Johnny Weißmüller liebte die Sonne. Ja, er liebte die Sonne so sehr, dass er auch im Winter an Orte reiste, an denen er ihr nah sein konnte. »Sonnenanbeter« nannte Natalie ihn immer dann, wenn er sein Surfbrett einpackte, um zu verreisen. »Meine Sonne im Herzen« nannte Johnny sie immer dann, wenn sich seine braun gebrannte Haut an die ihre schmiegte. Und dann lächelten die beiden so glückselig, wie nur der Frühling lächelt, wenn die ersten Sonnenstrahlen die Blüten aus dem Winterschlaf wecken.

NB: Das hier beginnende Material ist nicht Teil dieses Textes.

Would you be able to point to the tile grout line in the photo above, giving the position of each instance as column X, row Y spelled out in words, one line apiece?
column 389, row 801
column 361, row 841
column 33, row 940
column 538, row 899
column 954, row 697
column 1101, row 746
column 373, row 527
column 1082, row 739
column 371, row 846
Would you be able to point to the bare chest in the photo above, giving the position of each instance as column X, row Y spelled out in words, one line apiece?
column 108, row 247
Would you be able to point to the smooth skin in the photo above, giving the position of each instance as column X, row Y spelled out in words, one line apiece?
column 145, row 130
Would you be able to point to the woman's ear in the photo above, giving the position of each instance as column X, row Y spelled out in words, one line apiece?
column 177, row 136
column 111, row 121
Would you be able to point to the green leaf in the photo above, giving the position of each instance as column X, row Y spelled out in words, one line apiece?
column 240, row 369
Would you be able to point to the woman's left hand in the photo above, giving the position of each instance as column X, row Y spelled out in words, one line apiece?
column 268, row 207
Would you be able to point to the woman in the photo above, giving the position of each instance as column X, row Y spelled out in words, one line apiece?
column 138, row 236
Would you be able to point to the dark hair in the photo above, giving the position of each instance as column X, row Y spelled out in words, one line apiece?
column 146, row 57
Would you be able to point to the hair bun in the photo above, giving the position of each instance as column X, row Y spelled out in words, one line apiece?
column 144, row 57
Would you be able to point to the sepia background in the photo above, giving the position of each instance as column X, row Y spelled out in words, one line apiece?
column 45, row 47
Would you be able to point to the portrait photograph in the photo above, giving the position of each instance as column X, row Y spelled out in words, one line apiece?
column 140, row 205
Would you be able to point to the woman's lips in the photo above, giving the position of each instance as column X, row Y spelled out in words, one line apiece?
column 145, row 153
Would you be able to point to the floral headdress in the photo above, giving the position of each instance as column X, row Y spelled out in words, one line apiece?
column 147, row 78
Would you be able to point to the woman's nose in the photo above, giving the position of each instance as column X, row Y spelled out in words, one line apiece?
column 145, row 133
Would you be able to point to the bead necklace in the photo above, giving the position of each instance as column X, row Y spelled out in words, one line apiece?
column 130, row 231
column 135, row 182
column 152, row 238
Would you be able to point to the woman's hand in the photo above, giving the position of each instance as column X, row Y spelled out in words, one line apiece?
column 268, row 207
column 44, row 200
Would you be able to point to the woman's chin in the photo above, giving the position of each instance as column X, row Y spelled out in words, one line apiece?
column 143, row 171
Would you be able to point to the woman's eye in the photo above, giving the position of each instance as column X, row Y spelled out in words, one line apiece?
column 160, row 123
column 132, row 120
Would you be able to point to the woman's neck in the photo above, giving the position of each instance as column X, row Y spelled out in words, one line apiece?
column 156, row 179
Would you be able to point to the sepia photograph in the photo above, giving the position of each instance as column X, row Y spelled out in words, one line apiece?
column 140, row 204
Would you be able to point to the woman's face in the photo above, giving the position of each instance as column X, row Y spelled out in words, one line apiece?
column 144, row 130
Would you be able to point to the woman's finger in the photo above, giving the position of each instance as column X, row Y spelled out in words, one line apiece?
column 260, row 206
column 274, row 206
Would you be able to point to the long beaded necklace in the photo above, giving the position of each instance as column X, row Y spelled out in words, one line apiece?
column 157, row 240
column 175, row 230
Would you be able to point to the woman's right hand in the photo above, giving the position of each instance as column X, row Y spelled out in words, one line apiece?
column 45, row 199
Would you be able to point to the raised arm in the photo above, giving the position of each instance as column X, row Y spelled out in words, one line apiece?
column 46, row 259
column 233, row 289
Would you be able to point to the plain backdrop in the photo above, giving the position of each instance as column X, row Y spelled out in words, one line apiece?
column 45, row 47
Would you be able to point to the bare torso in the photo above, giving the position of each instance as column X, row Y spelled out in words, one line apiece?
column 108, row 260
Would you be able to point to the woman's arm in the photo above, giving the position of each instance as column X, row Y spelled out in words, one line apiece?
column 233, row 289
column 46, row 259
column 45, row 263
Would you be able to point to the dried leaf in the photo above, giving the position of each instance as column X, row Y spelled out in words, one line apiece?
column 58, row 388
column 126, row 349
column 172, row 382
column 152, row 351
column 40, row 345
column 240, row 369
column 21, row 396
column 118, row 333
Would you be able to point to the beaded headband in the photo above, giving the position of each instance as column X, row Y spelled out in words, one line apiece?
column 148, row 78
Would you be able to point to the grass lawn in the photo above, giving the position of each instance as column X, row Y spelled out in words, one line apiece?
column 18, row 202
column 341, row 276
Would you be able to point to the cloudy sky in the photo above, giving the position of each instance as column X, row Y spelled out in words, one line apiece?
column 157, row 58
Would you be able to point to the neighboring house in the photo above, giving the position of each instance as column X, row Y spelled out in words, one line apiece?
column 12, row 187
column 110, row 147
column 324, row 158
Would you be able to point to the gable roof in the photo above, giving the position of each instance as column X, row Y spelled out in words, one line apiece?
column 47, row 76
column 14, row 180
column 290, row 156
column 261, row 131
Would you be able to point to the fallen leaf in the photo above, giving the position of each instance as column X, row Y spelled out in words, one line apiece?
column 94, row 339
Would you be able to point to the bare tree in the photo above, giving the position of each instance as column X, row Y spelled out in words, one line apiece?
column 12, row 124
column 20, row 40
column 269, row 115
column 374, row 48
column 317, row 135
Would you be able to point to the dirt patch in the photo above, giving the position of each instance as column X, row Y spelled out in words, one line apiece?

Die Sonne. Kein Ort schien ihm zu entlegen, an den er ihr nicht hinterherreisen würde. Eine Liebe, auf die Natalie nicht eifersüchtig zu sein brauchte. Johnny war eine treue Seele und liebte Natalie über alles. Andere Frauen existierten für ihn nicht. Nur deshalb akzeptierte Natalie diese sonderbare Geliebte, die ihren Johnny so oft von ihr trennte. Und sie freute sich, wenn er mit sonnengegerbter Haut zurückkehrte.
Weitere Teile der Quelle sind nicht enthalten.